Teaching Robots Through Teleoperation and Imitation Learning

A man in a VR headset controls a humanoid robot in a workshop, both raising hands, demonstrating teleoperation training.

Robots are getting closer to handling the kinds of everyday tasks we once thought only humans could do, such as folding laundry, moving items around, or even setting a table. But unlike humans, robots do not automatically know how to operate in unpredictable real-world environments. Programming them step by step for every possible scenario is slow and often impractical.

A promising alternative is imitation learning, where robots learn by observing and copying human behaviour. The most effective way to capture this training data is through teleoperation.

What is teleoperation?

Teleoperation allows a human to control a robot directly using virtual reality. A VR headset streams live video from the robot’s cameras, giving the operator a first-person view. As the operator moves their head, the robot’s viewpoint adjusts to match. Hand and body tracking in the VR system allow the robot’s arms and hands to mirror the operator’s movements in real time.

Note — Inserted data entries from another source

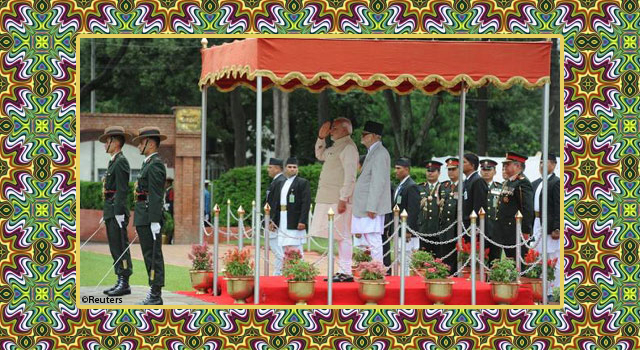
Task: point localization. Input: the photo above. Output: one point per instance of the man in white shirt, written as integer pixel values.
(372, 195)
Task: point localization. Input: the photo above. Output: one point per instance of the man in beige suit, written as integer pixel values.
(335, 189)
(372, 195)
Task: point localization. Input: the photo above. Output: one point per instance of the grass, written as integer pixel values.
(93, 266)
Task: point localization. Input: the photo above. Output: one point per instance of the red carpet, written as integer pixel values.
(273, 291)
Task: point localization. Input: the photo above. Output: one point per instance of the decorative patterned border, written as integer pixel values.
(37, 201)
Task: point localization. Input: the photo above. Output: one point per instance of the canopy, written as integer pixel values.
(373, 65)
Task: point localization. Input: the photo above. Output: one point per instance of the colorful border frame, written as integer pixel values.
(37, 177)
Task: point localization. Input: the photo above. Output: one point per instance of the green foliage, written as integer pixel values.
(503, 270)
(91, 195)
(300, 271)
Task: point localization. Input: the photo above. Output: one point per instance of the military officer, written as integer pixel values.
(516, 195)
(448, 204)
(429, 216)
(115, 185)
(488, 172)
(148, 209)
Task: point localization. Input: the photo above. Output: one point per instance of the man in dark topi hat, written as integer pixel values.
(372, 195)
(115, 188)
(516, 195)
(149, 196)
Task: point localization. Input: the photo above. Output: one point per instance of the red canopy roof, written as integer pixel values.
(373, 65)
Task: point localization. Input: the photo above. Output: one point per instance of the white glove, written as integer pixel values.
(120, 220)
(155, 229)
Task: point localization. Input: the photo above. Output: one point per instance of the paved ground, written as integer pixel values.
(176, 254)
(138, 293)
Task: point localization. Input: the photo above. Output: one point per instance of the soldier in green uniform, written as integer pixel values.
(149, 196)
(448, 204)
(488, 172)
(429, 217)
(115, 188)
(516, 195)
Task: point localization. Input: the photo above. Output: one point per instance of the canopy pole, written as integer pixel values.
(545, 159)
(256, 290)
(463, 98)
(203, 160)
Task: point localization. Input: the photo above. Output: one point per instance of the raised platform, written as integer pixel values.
(273, 291)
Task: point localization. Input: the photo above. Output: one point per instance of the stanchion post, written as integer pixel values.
(216, 247)
(473, 217)
(228, 220)
(330, 213)
(240, 228)
(396, 226)
(518, 242)
(482, 214)
(403, 253)
(267, 236)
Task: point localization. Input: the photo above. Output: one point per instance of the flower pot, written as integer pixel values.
(439, 290)
(199, 280)
(504, 293)
(416, 272)
(240, 288)
(371, 291)
(301, 291)
(536, 287)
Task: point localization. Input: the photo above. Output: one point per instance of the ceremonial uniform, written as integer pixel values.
(149, 197)
(115, 213)
(516, 195)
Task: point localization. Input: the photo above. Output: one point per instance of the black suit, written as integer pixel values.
(475, 197)
(298, 203)
(272, 197)
(553, 202)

This process creates detailed, high-quality demonstrations that robots can later replicate on their own.

Why it matters

Training robots in this way offers several advantages. It is accessible, since anyone can demonstrate a task without advanced programming knowledge. It is efficient, as robots can learn new skills much faster than through traditional coding. It is also adaptable, because if unexpected problems occur during a task, humans can demonstrate a recovery strategy, which the robot then learns to apply independently.

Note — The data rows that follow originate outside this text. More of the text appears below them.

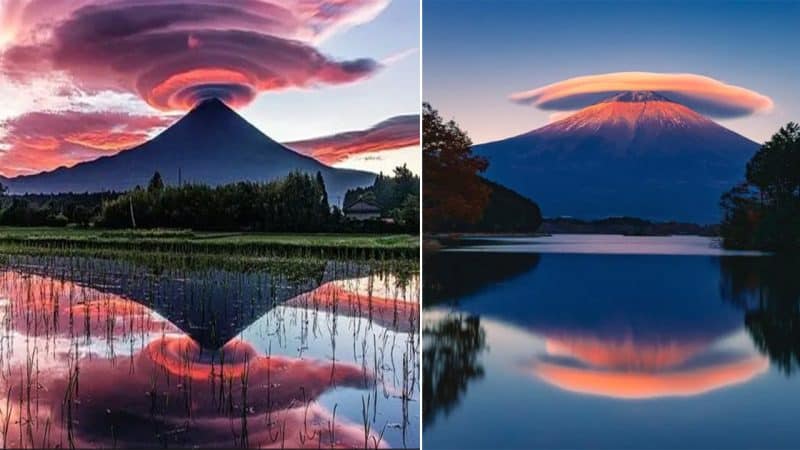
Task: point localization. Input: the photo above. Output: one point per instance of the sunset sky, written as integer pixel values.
(86, 78)
(534, 62)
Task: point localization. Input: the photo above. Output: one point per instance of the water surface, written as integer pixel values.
(609, 342)
(103, 353)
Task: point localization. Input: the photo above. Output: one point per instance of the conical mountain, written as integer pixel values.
(211, 144)
(633, 154)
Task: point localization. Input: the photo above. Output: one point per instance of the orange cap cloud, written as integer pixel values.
(704, 94)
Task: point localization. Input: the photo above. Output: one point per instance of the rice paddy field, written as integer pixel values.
(287, 343)
(21, 239)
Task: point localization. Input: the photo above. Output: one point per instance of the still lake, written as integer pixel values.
(576, 341)
(112, 353)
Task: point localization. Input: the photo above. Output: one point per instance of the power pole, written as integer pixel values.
(133, 219)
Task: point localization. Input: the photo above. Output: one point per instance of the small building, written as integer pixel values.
(362, 210)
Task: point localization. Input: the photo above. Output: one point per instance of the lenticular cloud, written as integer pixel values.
(393, 133)
(176, 53)
(703, 94)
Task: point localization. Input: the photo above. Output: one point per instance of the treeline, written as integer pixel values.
(53, 210)
(630, 226)
(456, 197)
(763, 212)
(296, 203)
(396, 196)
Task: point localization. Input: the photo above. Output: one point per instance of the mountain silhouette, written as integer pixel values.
(636, 154)
(211, 144)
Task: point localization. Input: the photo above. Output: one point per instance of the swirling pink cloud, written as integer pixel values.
(175, 53)
(703, 94)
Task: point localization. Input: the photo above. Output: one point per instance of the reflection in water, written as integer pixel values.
(621, 345)
(648, 384)
(84, 366)
(678, 349)
(768, 290)
(389, 303)
(457, 275)
(450, 362)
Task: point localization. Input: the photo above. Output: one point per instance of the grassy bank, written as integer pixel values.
(252, 245)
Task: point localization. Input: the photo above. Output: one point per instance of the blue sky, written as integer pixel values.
(476, 53)
(296, 114)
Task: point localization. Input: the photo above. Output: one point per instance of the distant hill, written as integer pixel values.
(630, 226)
(506, 212)
(211, 144)
(634, 154)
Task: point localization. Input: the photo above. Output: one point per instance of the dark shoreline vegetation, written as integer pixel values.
(628, 226)
(763, 212)
(297, 203)
(455, 196)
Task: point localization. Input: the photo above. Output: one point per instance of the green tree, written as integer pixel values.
(452, 190)
(156, 183)
(763, 212)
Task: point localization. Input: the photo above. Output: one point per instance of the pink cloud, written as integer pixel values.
(704, 94)
(175, 53)
(40, 141)
(396, 132)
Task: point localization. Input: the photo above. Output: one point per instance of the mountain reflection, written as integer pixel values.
(768, 291)
(622, 329)
(89, 367)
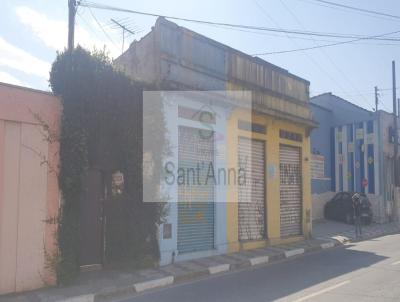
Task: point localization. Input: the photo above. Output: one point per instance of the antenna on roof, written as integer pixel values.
(124, 28)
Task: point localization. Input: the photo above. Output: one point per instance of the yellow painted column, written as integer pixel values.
(306, 187)
(231, 202)
(273, 193)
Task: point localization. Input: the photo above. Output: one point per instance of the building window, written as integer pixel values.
(290, 135)
(252, 127)
(198, 115)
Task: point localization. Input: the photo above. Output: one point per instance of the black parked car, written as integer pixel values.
(340, 208)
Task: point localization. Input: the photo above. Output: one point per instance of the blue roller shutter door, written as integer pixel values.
(196, 195)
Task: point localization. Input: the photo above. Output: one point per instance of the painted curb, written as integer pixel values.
(327, 245)
(218, 269)
(259, 260)
(142, 286)
(83, 298)
(294, 252)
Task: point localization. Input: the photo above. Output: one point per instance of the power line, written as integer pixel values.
(346, 10)
(344, 75)
(358, 9)
(95, 5)
(101, 27)
(312, 59)
(326, 45)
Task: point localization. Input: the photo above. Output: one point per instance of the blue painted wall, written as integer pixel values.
(320, 144)
(331, 111)
(168, 247)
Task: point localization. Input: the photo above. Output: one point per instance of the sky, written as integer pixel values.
(31, 32)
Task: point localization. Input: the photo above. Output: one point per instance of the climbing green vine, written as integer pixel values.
(101, 129)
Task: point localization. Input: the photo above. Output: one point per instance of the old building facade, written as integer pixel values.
(269, 139)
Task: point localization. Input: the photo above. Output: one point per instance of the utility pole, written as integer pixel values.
(396, 142)
(71, 23)
(376, 98)
(124, 28)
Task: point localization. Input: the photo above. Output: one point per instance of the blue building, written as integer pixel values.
(351, 152)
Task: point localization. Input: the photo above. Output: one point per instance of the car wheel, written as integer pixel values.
(349, 219)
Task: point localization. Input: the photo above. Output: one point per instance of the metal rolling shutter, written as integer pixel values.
(195, 202)
(290, 191)
(252, 194)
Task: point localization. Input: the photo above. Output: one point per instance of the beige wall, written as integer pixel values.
(28, 187)
(318, 204)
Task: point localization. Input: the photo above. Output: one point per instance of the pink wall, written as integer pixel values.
(28, 187)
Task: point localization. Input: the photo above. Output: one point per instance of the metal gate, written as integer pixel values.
(290, 191)
(251, 159)
(196, 194)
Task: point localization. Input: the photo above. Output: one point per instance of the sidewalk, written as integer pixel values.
(328, 229)
(111, 284)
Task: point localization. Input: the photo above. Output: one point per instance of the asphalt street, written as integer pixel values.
(363, 271)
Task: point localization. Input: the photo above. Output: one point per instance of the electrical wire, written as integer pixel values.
(333, 63)
(325, 45)
(358, 9)
(101, 27)
(95, 5)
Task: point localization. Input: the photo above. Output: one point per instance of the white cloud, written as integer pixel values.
(54, 33)
(8, 78)
(17, 58)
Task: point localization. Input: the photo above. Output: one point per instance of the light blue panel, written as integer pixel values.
(168, 247)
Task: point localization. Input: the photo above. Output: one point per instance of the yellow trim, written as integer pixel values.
(272, 143)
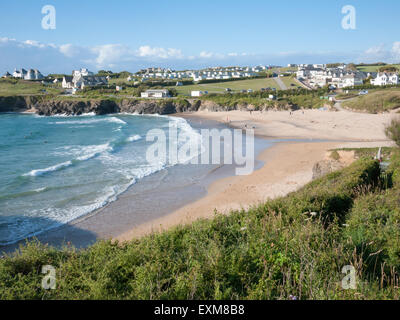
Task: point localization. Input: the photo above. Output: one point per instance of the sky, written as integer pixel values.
(185, 34)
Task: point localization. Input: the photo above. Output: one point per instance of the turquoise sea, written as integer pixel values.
(56, 169)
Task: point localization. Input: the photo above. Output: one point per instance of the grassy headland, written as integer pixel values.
(376, 101)
(296, 245)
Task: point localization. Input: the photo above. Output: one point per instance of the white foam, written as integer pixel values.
(90, 121)
(134, 138)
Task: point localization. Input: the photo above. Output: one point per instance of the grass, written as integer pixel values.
(236, 86)
(377, 101)
(374, 68)
(370, 153)
(13, 87)
(290, 82)
(295, 245)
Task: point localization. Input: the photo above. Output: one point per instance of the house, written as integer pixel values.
(32, 74)
(78, 81)
(384, 79)
(20, 74)
(350, 80)
(67, 82)
(82, 72)
(164, 93)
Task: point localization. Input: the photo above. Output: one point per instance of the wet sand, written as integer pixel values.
(183, 194)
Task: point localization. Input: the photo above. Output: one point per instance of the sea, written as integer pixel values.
(56, 169)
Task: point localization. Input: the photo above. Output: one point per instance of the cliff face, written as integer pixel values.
(70, 107)
(47, 107)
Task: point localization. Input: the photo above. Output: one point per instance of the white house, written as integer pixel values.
(32, 74)
(164, 93)
(82, 72)
(79, 82)
(384, 79)
(350, 80)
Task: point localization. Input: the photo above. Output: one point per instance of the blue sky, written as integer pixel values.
(130, 34)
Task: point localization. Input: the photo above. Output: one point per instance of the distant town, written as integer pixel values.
(158, 82)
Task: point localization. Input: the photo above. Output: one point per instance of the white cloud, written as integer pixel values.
(69, 50)
(396, 51)
(211, 55)
(382, 53)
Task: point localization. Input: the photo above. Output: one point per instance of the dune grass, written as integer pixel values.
(377, 101)
(296, 245)
(15, 87)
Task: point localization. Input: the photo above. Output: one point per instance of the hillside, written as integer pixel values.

Atlas: a practical example

Boston Dynamics’ humanoid robot, Atlas, demonstrates the potential of this approach. In partnership with Toyota Research Institute, Atlas has learned to pick up and organise car parts, fold and place materials, move bins and larger items, and even carry out complex actions such as tying ropes or laying tablecloths.

What makes this significant is that Atlas uses a single AI model to guide these varied tasks. By building on many human demonstrations, the robot becomes more capable of generalising across different jobs and adapting when things do not go as planned.

Towards general-purpose robots

The long-term vision is to develop generalist robots that can perform a wide range of tasks in dynamic environments such as healthcare, logistics, or even domestic settings. While robots like Atlas are not yet at that stage, the combination of teleoperation, imitation learning, and advanced AI is laying the foundation.

The focus is moving away from acrobatic demonstrations and towards consistent, practical skills. These are the abilities that will make robots genuinely useful collaborators in workplaces and, eventually, in everyday life.